Frowning and giving in, David fell into the single chair at the desk protruding from one wall—everything here was shiny metal. “This book is why you think—or rather say that it was Captain Edward Smith who gave orders to—I can’t believe I am even saying this—ram the largest oceangoing vessel on the planet into an iceberg, and that his most trusted officers carried out Titanic ’s intentional sinking.” He laughed and shook his head.
“Read the book, David—it’s proof, evidence of the truth of my story!”
“I really suggest that you don’t repeat this ahhh… theory to anyone.”
“Dave, I know you haven’t had time to digest all this—and it’s a helluva lot to digest.” She put a hand on his shoulder. “All I ask is that you keep an open mind and take a look at the journal.”
“What could possibly prove such a notion?” He remained steadfastly skeptical. It seemed the only logical response to this unusual game she was running on him. He expected at any moment for her to burst out laughing and to admit that he was being set up—punk’d! He prayed she’d suddenly shout ‘Gotcha!’

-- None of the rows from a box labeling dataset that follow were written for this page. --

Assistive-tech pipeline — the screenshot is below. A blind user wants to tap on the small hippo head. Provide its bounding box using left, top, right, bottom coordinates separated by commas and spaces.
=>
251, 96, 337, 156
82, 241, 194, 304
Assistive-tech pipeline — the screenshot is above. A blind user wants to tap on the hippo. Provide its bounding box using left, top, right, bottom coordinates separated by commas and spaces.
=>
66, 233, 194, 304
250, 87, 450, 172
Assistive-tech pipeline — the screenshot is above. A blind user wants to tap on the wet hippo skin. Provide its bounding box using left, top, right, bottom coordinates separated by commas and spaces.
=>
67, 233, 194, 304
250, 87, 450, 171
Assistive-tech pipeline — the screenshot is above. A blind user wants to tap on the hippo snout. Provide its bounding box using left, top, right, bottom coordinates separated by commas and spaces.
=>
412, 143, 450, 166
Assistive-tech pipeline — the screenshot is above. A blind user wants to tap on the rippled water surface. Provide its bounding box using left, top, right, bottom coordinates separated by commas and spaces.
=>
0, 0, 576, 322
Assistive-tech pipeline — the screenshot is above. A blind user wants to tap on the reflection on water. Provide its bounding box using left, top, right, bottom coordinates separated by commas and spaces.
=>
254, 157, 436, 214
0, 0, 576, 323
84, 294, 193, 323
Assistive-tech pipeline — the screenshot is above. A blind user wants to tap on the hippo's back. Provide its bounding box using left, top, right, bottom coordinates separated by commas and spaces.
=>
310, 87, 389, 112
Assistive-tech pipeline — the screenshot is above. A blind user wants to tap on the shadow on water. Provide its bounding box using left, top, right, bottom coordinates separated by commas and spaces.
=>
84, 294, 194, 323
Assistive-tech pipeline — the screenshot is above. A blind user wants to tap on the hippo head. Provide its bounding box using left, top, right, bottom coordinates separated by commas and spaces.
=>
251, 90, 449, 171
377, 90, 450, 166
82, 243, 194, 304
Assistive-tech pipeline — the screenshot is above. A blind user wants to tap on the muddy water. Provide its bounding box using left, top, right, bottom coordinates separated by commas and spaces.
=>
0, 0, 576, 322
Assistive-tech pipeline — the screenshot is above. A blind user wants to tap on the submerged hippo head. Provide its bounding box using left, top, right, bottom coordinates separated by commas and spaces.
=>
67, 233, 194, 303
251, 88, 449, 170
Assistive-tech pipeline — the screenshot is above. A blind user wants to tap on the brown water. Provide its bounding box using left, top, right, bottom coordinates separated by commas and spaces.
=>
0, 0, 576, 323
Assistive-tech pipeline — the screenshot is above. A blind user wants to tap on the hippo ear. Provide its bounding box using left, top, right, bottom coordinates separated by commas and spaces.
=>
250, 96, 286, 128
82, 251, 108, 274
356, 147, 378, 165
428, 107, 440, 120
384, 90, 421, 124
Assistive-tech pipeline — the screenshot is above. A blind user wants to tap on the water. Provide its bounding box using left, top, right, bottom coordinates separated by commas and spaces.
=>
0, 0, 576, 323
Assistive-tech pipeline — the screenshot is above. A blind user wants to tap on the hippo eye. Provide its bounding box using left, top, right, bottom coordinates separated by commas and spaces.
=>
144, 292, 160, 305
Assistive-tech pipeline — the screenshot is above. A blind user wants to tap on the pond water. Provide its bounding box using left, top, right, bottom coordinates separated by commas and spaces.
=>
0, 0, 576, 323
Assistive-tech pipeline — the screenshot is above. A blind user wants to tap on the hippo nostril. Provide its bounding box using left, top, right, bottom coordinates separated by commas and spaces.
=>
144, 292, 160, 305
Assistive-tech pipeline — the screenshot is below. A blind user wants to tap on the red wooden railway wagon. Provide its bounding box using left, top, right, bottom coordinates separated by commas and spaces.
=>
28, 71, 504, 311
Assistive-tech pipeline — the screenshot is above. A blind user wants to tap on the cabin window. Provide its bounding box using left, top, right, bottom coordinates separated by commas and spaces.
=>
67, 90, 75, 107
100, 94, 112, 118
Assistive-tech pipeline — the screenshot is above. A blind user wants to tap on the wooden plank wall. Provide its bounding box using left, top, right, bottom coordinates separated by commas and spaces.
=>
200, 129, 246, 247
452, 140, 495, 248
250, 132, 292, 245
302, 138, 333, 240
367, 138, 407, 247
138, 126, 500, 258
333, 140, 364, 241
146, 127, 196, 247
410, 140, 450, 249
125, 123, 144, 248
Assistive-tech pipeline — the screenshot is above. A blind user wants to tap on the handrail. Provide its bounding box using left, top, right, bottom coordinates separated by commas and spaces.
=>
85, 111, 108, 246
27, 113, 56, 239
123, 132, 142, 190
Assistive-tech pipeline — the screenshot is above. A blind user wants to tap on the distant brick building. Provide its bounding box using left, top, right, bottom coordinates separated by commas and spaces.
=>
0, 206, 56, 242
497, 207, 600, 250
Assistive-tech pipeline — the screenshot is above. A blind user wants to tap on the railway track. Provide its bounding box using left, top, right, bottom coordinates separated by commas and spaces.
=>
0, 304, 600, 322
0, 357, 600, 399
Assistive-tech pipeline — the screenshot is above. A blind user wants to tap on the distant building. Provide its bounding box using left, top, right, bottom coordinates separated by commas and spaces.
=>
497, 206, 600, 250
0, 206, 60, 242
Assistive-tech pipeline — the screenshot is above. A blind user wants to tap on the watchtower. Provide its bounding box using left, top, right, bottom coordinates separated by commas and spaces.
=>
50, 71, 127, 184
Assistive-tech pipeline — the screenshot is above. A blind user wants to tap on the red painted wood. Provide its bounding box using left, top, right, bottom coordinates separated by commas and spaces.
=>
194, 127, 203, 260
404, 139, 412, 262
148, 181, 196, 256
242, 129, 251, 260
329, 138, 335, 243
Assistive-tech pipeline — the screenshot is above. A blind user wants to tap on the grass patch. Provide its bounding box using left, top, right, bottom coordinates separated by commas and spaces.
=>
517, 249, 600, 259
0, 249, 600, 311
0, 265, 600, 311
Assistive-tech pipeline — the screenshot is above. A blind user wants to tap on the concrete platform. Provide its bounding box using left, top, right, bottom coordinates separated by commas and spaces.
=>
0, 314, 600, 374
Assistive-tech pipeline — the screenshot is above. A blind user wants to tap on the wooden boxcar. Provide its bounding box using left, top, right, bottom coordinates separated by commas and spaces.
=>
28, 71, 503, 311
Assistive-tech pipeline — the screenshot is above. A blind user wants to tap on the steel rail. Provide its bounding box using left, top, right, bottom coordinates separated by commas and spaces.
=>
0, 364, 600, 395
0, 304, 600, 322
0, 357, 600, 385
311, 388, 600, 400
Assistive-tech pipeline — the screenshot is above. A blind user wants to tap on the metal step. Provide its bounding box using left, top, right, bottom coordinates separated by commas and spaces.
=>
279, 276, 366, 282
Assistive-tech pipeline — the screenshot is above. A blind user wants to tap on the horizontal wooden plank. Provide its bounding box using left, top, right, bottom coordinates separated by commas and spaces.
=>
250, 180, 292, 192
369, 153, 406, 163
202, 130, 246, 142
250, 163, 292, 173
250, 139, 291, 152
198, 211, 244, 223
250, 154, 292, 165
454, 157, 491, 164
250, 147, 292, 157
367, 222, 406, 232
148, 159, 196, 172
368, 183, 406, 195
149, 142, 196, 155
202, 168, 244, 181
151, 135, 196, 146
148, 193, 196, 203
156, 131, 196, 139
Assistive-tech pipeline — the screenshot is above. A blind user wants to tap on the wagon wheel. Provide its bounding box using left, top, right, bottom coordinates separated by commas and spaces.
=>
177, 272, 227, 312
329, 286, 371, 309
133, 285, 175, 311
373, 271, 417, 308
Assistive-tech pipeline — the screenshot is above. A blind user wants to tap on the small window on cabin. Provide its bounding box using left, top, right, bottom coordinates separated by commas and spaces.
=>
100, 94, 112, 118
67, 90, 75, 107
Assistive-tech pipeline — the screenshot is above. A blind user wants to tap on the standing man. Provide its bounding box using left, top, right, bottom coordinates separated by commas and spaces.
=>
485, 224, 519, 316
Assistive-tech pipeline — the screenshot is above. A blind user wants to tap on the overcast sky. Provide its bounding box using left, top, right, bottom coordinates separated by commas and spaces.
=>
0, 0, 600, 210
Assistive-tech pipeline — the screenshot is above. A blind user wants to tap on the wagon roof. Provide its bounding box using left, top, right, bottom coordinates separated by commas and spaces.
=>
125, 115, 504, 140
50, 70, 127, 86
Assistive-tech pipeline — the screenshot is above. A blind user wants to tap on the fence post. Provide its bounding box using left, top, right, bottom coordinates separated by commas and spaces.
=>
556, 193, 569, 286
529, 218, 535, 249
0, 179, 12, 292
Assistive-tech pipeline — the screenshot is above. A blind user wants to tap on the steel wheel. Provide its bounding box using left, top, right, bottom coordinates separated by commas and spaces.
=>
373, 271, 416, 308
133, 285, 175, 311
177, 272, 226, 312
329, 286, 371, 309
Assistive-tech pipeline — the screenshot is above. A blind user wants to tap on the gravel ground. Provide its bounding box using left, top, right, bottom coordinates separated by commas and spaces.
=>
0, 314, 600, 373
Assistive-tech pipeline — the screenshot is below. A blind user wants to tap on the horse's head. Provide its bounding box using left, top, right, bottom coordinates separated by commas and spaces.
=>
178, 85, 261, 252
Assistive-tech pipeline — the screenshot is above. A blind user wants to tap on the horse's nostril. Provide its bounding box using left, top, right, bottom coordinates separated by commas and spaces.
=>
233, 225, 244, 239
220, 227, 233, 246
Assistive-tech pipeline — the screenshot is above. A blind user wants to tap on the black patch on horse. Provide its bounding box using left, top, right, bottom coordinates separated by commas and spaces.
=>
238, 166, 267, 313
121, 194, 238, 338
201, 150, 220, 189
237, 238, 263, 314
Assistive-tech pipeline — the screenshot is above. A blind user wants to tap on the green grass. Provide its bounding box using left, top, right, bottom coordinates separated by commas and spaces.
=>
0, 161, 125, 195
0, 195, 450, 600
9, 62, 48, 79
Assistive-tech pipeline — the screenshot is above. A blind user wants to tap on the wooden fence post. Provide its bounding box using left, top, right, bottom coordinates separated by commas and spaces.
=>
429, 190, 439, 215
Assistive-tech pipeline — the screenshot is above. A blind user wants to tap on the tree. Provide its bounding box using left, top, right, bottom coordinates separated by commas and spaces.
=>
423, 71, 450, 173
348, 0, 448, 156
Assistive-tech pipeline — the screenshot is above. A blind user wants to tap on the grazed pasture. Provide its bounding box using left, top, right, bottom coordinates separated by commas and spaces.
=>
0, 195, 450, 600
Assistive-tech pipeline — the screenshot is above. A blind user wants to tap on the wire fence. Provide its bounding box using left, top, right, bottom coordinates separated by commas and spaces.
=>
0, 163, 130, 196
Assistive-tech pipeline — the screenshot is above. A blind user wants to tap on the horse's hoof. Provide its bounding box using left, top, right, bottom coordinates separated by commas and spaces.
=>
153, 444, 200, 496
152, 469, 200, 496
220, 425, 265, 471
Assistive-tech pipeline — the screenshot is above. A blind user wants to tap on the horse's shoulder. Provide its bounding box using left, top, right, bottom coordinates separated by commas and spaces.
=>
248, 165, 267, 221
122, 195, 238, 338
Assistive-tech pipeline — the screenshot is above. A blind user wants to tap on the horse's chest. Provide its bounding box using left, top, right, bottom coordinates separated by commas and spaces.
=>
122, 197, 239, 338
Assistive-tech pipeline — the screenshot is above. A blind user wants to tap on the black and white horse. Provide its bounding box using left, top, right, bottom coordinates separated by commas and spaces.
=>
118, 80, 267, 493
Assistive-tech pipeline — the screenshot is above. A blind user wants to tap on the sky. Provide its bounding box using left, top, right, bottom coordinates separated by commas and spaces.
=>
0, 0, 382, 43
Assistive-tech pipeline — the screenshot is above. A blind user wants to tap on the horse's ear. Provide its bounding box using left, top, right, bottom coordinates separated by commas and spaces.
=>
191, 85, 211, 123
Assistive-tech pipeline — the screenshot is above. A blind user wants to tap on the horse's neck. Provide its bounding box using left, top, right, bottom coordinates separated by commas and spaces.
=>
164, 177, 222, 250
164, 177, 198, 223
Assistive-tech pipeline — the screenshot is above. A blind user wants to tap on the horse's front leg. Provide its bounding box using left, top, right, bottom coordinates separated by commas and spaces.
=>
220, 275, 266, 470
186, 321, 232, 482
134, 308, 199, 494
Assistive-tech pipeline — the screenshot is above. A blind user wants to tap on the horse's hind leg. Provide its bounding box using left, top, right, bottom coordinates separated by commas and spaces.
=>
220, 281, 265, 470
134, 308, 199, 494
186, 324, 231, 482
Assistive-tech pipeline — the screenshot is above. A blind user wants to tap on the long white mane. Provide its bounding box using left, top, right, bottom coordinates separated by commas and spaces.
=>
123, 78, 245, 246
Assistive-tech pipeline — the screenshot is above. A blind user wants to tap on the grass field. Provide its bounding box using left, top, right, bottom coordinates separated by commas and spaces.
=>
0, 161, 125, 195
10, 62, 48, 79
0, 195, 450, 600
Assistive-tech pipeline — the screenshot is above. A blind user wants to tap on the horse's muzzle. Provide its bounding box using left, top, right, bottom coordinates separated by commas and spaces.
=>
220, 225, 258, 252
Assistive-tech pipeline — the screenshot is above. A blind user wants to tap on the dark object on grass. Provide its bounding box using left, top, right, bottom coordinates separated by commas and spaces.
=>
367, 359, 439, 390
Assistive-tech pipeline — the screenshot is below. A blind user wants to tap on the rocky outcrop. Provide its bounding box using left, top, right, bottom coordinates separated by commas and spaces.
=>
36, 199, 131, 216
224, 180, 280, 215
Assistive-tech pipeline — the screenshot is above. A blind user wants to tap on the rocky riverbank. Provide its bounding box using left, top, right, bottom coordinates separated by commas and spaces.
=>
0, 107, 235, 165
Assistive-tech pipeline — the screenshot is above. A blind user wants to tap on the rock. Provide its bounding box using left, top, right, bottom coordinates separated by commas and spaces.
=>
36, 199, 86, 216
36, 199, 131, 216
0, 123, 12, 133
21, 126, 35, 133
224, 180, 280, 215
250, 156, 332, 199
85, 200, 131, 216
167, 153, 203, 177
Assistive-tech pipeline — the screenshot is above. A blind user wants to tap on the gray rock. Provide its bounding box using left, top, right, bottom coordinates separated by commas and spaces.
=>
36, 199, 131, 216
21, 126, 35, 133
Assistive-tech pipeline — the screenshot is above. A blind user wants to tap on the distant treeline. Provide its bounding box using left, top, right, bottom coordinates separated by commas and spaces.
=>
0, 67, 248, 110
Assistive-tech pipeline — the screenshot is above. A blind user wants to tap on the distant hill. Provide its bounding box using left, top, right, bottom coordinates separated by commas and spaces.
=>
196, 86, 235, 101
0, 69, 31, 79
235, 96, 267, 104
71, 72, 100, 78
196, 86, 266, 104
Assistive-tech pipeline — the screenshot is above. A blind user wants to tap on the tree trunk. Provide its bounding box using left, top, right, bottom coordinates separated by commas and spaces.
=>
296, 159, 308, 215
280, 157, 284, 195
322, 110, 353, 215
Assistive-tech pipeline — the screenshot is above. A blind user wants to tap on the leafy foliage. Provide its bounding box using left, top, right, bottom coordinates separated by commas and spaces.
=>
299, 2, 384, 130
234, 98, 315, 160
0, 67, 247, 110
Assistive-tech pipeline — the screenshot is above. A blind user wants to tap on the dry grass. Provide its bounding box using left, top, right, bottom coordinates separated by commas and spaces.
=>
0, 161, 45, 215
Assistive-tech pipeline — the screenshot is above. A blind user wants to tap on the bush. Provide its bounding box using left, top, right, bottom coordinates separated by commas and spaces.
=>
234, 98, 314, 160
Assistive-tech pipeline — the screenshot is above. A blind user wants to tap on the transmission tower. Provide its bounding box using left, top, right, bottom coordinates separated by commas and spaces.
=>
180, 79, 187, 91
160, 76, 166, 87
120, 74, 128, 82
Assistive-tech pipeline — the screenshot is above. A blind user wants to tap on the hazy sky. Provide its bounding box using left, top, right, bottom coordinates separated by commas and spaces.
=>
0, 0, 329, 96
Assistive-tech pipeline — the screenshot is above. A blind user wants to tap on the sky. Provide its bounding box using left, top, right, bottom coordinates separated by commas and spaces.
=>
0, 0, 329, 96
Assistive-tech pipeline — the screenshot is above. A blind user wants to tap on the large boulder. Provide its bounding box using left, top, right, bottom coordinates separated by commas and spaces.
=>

“Start here then if it helps.” She turned the pages to a marker. “Start with the fact Captain Smith had seven Marconi messages in his pocket that warned of a huge ice field that was uncharacteristically floating out ahead of Titanic —directly in the shipping lanes. See right here.”
David read the words at the end of her fingertip: ‘Capt. Smith knowingly chose to remain in on the final solution—to remain firm with the cabal that we had unwittingly become—a cabal whose aim was the sudden end of Titanic and the god awful curse aboard her, like a worm within the folds of a flower.’
Despite his skepticism, qualms, and reservations, David read on to learn from the author of the journal what he could possibly mean by this marginal notation, this medical internist named Declan Irvin who then wrote: ‘ Capt. Smith’s features telegraph his internal battle with the horrible decision fate has placed in his hands. Looks as if he might fall from a stroke, he is that hurt.’